Suddenly, life as we know it is turned on its head and things that are typically taken for granted are taken away or have to radically change in order to simply survive the situation.

This is true in households, businesses and for government entities, and right now, the entire Crook County community has been pushed to adjust to a drastically different new norm. About one week into March, the COVID-19 outbreak arrived in Central Oregon and picked up substantial momentum throughout the entire country. Social distancing measures demanded people not meet in groups of more than 250 people. Then 50. Then 10. And then people were told to stay home unless they had to pick up groceries, medication or go to work at jobs deemed essential.

Facing a disease that is highly contagious, not fully understood and deadly for certain portions of the population, people could have panicked. Restaurants owners could have wilted under the stress of dine-in business suddenly vanishing. School leaders could have struggled in the face of conventional education options dissipating.
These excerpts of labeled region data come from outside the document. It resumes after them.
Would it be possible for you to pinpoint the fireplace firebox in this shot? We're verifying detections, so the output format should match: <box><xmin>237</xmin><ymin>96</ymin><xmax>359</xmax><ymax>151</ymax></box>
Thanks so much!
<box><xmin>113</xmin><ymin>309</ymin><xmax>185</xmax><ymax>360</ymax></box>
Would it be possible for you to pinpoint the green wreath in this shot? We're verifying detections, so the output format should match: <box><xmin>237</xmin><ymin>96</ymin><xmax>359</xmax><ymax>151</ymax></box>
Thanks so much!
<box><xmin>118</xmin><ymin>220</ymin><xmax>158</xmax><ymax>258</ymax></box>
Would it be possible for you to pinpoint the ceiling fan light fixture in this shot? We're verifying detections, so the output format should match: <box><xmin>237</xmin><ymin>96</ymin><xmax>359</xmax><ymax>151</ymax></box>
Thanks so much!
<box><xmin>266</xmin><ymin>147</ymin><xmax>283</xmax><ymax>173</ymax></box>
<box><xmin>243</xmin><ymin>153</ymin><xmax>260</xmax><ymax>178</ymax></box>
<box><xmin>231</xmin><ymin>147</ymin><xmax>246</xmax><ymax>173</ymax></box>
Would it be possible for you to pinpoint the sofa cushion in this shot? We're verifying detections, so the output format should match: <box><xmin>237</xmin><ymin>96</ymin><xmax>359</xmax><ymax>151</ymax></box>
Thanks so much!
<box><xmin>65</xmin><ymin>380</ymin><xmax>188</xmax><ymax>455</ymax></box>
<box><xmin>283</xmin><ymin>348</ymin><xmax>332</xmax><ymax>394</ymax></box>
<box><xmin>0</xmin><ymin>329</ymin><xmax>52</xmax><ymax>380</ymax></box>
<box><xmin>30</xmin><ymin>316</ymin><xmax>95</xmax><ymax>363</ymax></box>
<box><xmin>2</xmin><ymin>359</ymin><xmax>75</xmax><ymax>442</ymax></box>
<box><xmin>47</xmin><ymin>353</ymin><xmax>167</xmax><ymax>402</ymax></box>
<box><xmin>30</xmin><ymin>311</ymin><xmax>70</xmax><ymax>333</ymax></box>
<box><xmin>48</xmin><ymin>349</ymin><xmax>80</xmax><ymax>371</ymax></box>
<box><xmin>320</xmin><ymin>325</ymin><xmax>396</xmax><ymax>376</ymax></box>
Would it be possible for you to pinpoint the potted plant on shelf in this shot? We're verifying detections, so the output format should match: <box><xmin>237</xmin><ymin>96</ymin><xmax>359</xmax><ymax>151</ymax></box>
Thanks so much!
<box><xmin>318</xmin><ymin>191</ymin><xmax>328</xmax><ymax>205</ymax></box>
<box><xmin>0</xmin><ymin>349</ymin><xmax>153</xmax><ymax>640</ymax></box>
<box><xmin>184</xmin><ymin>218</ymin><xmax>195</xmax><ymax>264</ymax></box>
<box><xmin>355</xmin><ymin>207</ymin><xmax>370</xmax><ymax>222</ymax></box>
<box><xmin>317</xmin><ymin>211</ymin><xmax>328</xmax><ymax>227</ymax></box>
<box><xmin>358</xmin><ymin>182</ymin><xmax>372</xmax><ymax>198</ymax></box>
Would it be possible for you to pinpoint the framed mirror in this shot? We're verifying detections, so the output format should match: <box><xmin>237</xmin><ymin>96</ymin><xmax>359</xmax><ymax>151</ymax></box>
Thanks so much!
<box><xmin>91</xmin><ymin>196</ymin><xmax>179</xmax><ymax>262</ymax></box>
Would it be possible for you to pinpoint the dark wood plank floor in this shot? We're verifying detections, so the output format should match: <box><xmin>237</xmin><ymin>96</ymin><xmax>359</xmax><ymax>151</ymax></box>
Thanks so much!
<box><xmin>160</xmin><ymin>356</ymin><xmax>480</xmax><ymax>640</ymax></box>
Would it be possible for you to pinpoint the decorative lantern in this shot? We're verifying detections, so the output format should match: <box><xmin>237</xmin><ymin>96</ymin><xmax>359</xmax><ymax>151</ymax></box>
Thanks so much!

But that didn't happen. Crook County, already known for and proud of its pioneering spirit, didn't flinch. Barely a day had passed after Gov. Kate Brown mandated the closure of dine-in restaurants before dozens of eateries launched impromptu take-out service. Some even added delivery. The on-the-spot change in business by multiple locations was impressive.

The school district didn't flinch either. Within days of a state-mandated school closure, the district went to work on plans to continue local education. Leaders met, determined to find a way for students to continue learning core subjects while following a stay-at-home mandate. This week, the Learn @ Home program launched. Hundreds of Chromebooks, many paid for courtesy of a Facebook grant, were distributed curbside by schools. Teachers were suddenly made available to communicate online. School buses were converted to Wi-Fi hotspots for households without adequate internet service. Simply put, they made it work.

In addition, the school district found a way to keep its meal service going. Buses are sent out daily to multiple locations so that students who depend on the meals will continue to receive them.

Crook County has changed. Driving through town, dramatically fewer cars fill the streets. Parks are mostly empty, with the exception of a few scattered people who are trying to follow social distancing guidelines but get out of the house for a bit. Local store checkout aisles now feature tape lines on the floor to keep people 6 feet apart.

But Crook County has not panicked. They haven't flinched. People are likely worried, unsure what the future holds and undoubtedly eager for this outbreak to end — but they are making the best of it. The pioneering spirit has again emerged in a time of crisis. The community's character has once again been revealed. We should be proud.